The settlement could be valued at $200 million and covers about 9 million 2011-2022 model year Hyundai and Kia vehicles in the U.S., the companies said.
The settlement will provide cash compensation to customers who suffered theft-related losses or damage not covered by insurance — as well as reimbursement for insurance deductibles, increased insurance premiums and other losses, Kia and Hyundai said.
A software upgrade will also be provided to eligible owners. For customers with vehicles that cannot accommodate the software upgrade, the agreement will provide a reimbursement of up to $300 for anti-theft devices.
Kia and Hyundai have also given impacted customers tens of thousands of free steering wheel locks through local law enforcement and direct shipments, the companies said.
The total settlement amount will depend on how many customers participate.
“Hyundai and Kia failed to sell cars equipped with fundamental anti-theft features, and that was not a victimless act," attorney Elizabeth A. Fegan of Fegan Scott, one of the law firms representing the plaintiffs, said in a statement. "We are pleased with the settlement reached and its immediate ability to hinder thieves, as well as compensate victims of thefts that have already occurred.”
The proposed settlement is expected to be reviewed in court for preliminary approval in July.
The wave of Hyundai and Kia thefts began in 2021 and spread nationally, with a spike last summer, fueled by instructional videos posted on TikTok and other social media sites.
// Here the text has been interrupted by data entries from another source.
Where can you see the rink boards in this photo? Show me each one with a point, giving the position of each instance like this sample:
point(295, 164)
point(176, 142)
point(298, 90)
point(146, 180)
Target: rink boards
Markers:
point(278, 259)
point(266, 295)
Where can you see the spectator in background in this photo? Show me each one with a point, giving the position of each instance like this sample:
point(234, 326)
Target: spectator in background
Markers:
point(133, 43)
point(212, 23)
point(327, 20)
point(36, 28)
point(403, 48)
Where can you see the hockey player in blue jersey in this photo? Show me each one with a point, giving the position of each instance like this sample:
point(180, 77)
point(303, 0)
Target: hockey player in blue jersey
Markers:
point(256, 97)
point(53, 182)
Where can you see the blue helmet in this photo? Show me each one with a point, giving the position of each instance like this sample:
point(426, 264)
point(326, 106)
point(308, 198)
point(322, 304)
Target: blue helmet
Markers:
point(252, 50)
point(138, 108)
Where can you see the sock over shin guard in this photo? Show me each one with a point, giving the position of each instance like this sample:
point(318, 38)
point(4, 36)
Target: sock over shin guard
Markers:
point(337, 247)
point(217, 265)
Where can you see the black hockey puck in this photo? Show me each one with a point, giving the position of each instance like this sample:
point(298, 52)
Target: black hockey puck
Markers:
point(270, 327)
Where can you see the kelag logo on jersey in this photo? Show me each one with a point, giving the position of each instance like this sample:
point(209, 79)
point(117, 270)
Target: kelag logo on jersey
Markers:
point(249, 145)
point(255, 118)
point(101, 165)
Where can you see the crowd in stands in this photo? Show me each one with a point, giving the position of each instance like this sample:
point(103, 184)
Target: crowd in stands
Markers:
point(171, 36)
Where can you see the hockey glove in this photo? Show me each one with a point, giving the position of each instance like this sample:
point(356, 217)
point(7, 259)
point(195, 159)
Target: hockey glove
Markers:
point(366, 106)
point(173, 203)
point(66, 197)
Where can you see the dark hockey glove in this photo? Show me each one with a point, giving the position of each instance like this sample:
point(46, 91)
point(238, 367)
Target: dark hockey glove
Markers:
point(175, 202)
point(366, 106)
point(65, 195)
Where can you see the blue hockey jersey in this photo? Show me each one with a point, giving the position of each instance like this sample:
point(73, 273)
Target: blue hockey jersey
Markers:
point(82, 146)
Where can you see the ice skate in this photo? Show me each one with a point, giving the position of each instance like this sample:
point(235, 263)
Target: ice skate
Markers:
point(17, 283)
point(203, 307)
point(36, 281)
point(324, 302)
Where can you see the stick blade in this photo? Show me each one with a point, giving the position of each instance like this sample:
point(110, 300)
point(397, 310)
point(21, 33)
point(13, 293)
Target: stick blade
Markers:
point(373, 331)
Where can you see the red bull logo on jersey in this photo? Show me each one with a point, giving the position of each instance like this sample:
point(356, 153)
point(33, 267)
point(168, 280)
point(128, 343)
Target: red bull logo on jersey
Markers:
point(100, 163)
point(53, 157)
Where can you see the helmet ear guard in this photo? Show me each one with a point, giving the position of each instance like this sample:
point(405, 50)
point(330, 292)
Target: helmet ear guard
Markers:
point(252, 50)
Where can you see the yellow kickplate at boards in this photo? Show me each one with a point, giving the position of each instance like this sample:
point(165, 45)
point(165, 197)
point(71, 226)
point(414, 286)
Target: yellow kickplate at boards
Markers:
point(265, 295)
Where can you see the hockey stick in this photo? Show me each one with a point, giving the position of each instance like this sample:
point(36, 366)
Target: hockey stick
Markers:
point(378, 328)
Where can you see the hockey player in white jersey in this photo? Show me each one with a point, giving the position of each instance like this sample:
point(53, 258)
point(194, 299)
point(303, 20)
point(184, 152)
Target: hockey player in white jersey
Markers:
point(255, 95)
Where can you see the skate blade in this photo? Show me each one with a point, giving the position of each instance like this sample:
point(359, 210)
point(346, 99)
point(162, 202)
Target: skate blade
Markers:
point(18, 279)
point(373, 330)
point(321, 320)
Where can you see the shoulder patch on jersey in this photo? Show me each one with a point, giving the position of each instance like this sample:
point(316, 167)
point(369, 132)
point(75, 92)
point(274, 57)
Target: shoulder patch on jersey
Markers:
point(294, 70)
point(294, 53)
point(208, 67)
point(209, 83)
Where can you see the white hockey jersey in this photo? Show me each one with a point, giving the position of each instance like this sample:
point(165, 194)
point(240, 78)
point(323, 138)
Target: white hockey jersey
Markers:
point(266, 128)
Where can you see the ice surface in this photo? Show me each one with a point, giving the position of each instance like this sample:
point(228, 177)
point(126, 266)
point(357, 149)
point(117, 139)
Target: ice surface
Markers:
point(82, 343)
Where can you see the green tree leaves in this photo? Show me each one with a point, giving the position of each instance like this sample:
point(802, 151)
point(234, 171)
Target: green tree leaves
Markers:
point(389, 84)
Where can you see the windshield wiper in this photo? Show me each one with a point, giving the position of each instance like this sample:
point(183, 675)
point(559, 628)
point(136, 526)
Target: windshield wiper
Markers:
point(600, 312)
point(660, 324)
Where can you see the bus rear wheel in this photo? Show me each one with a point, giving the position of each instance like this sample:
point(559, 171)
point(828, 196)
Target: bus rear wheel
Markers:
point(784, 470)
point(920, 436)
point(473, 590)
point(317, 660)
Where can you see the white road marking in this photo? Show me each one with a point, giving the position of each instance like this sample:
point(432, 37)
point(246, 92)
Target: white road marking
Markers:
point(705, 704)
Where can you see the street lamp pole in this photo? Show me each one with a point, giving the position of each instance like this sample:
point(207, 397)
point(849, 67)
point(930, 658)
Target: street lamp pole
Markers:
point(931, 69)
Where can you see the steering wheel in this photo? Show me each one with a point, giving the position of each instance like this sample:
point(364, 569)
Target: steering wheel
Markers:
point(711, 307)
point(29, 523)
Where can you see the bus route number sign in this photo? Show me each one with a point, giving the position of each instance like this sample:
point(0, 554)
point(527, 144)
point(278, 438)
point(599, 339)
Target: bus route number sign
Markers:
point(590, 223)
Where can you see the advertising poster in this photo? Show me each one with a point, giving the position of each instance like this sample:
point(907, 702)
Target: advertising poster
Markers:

Some police departments report continued thefts despite the automakers’ unveiling of anti-theft software nearly three months ago.
Both Jason Erb, Hyundai Motor North America's chief legal officer, and John Yoon, Kia America's chief legal officer, stressed that the companies are committed to customer safety.
“We appreciate the opportunity to provide additional support for our owners who have been impacted by increasing and persistent criminal activity targeting our vehicles,” Erb said.